When it comes to spam on Google.com and Google Maps, Google is talking out both sides of its mouth.
Background: Spam on Google Maps often comes in the form of hijacked listings, where a 3rd party comes in and edits someone else’s business listing … because Google lets them. Many local search watchers have been railing against this for ages, most notably Mike Blumenthal, who just last week temporarily hijacked Microsoft’s listing to illustrate the problem, and prompted Danny Sullivan to temporarily hijack Yahoo’s listing to shine an even brighter light on what’s going on.
End of background.
Yesterday, Google finally responded. You can read the full reply on Mike’s blog, but here’s the essence of the problem:
“The wiki nature of Google Maps expands upon Google’s steadfast commitment to open community.”
In other words, damn the torpedoes, Google is committed to this openness, this sharing, this community “wiki nature” of Google Maps. Let’s hold hands and sing “Kumbaya” together, shall we? Google’s response is, in my opinion, borderline offensive because it puts a higher priority on this non-existent “open community” ideal than it does on accuracy of information and the impact of inaccurate information on business owners and Google users.
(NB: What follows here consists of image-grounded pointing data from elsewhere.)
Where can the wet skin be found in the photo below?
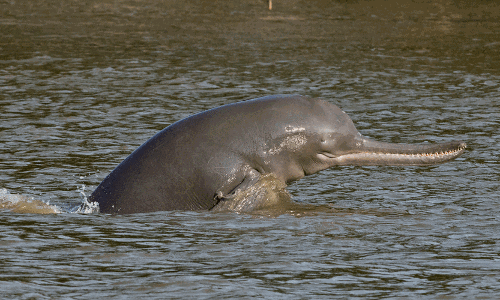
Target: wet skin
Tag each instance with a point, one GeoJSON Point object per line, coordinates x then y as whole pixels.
{"type": "Point", "coordinates": [209, 157]}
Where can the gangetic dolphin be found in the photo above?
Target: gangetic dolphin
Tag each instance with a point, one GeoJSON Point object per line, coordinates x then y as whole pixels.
{"type": "Point", "coordinates": [203, 161]}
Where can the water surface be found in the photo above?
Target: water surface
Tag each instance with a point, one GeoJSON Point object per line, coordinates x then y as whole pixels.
{"type": "Point", "coordinates": [83, 84]}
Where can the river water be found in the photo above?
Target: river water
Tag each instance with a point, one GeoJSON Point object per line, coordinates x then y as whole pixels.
{"type": "Point", "coordinates": [84, 83]}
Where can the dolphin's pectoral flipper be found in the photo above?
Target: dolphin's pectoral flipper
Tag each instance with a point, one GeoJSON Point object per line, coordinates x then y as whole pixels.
{"type": "Point", "coordinates": [254, 192]}
{"type": "Point", "coordinates": [228, 200]}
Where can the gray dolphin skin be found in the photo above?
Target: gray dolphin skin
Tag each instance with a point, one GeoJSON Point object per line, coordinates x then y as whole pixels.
{"type": "Point", "coordinates": [205, 159]}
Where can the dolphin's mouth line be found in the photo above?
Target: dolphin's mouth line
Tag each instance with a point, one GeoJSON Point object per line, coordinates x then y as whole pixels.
{"type": "Point", "coordinates": [372, 157]}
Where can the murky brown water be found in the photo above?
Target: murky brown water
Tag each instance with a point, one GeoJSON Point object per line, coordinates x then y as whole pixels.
{"type": "Point", "coordinates": [83, 83]}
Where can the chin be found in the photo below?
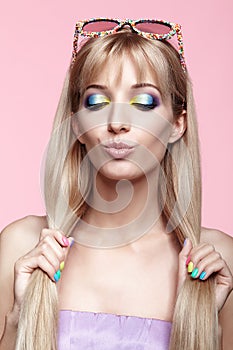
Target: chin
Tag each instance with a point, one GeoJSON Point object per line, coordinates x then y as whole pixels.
{"type": "Point", "coordinates": [121, 171]}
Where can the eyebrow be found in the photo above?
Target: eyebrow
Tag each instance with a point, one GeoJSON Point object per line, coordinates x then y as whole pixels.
{"type": "Point", "coordinates": [96, 86]}
{"type": "Point", "coordinates": [136, 86]}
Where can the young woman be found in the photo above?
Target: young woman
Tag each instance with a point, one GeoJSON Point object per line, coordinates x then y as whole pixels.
{"type": "Point", "coordinates": [120, 260]}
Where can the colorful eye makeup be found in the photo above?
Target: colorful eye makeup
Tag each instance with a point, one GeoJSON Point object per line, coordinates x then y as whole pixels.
{"type": "Point", "coordinates": [145, 102]}
{"type": "Point", "coordinates": [95, 102]}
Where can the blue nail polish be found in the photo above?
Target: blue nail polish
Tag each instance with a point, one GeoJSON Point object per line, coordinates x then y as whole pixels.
{"type": "Point", "coordinates": [202, 275]}
{"type": "Point", "coordinates": [72, 242]}
{"type": "Point", "coordinates": [57, 275]}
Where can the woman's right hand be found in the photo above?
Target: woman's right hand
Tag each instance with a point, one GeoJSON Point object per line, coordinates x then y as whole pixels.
{"type": "Point", "coordinates": [48, 255]}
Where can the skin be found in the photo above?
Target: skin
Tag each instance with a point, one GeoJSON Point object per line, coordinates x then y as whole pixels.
{"type": "Point", "coordinates": [129, 274]}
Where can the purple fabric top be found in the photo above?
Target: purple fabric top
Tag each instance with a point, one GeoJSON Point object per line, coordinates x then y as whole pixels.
{"type": "Point", "coordinates": [84, 330]}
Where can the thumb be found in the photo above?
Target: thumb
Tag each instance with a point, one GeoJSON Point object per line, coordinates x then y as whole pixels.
{"type": "Point", "coordinates": [183, 258]}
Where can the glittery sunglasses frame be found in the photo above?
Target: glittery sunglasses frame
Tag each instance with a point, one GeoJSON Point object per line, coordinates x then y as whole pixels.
{"type": "Point", "coordinates": [175, 29]}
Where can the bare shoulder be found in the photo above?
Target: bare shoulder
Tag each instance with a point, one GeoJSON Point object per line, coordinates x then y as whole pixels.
{"type": "Point", "coordinates": [222, 242]}
{"type": "Point", "coordinates": [21, 235]}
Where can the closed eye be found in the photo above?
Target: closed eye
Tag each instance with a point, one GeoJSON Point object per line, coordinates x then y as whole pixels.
{"type": "Point", "coordinates": [95, 102]}
{"type": "Point", "coordinates": [145, 102]}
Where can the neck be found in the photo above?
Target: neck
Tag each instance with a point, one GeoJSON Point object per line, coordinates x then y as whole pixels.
{"type": "Point", "coordinates": [114, 203]}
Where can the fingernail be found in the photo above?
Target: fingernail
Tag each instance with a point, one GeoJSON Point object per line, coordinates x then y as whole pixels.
{"type": "Point", "coordinates": [188, 260]}
{"type": "Point", "coordinates": [57, 275]}
{"type": "Point", "coordinates": [72, 242]}
{"type": "Point", "coordinates": [202, 275]}
{"type": "Point", "coordinates": [190, 267]}
{"type": "Point", "coordinates": [62, 265]}
{"type": "Point", "coordinates": [194, 273]}
{"type": "Point", "coordinates": [65, 241]}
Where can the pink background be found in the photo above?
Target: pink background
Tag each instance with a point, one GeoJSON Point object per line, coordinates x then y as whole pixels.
{"type": "Point", "coordinates": [36, 44]}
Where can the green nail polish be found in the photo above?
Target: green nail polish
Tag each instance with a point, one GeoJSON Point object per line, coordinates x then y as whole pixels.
{"type": "Point", "coordinates": [194, 273]}
{"type": "Point", "coordinates": [57, 275]}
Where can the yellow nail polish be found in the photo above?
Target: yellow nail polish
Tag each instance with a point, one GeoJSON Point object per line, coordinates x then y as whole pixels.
{"type": "Point", "coordinates": [62, 265]}
{"type": "Point", "coordinates": [190, 267]}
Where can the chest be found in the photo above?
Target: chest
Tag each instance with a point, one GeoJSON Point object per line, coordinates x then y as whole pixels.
{"type": "Point", "coordinates": [125, 284]}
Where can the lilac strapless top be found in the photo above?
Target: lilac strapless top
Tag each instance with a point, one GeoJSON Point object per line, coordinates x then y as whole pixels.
{"type": "Point", "coordinates": [84, 330]}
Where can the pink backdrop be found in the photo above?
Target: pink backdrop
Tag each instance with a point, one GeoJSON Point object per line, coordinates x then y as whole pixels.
{"type": "Point", "coordinates": [36, 43]}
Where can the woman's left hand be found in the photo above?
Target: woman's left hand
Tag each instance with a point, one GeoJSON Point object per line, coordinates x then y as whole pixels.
{"type": "Point", "coordinates": [202, 261]}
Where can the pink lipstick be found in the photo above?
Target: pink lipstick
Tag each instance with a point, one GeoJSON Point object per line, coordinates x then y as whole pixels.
{"type": "Point", "coordinates": [119, 149]}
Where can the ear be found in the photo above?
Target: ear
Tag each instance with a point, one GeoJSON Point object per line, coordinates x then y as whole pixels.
{"type": "Point", "coordinates": [76, 130]}
{"type": "Point", "coordinates": [179, 127]}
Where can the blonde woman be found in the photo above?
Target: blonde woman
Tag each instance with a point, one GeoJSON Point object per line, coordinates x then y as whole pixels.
{"type": "Point", "coordinates": [120, 261]}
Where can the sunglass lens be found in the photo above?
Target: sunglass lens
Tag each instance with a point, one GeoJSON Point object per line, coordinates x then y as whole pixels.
{"type": "Point", "coordinates": [99, 26]}
{"type": "Point", "coordinates": [153, 27]}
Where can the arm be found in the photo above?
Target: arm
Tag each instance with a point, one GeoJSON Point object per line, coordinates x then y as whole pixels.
{"type": "Point", "coordinates": [224, 244]}
{"type": "Point", "coordinates": [25, 246]}
{"type": "Point", "coordinates": [15, 240]}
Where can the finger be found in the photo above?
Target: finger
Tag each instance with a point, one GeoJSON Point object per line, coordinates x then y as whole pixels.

Here’s where the hypocrisy comes in: Late last year, when defending Google’s stance against paid links, Matt Cutts used the example of someone in poor health using Google to get information about the sickness:
“…suppose you just visited your doctor and got a scary surprise: you or a member of your family have a tumor. The doctor is throwing around words like steroids, surgery, chemo, and radiosurgery. Much of what the doctor says washes over you, but you remember the word “radiosurgery” and resolve to find out more when you get home.”
Matt goes on to cite some examples of paid links related to important health terms and how those can interfere with Google’s ability to return accurate, helpful results to a person in need.
Meanwhile, Miriam Ellis wrote last night about how she recently moved, and didn’t have any contact info. for a local doctor, and had a medical emergency come up, so she used Google Maps to find doctors’ names and numbers. Now, the info she got from Google Maps was incorrect, but it wasn’t hijacked. Google’s lucky; it could’ve been. Says Miriam:
You’ve recently told Mike Blumenthal Google Maps has a wiki-nature. Can you see from my medical anecdote here that applying a wiki philosophy to contact information for medical providers is, somehow, inappropriate?
So tell us, Google … if health-related searches are a prime example of why selling links is the equivalent of spamming Google SERPS, and spam must be kept out of the SERPs at all costs because people need accurate information about medical issues, how come you don’t apply the same standard to Google Maps?
It’s time to end this love affair you have with “open community” and put the “wiki nature” of Google Maps to rest. The whole world has no business being able to edit any unclaimed business listing they want. Stop talking out both sides of your mouth: If accurate health info matters on Google.com, it matters just as much (maybe more) on Google Maps.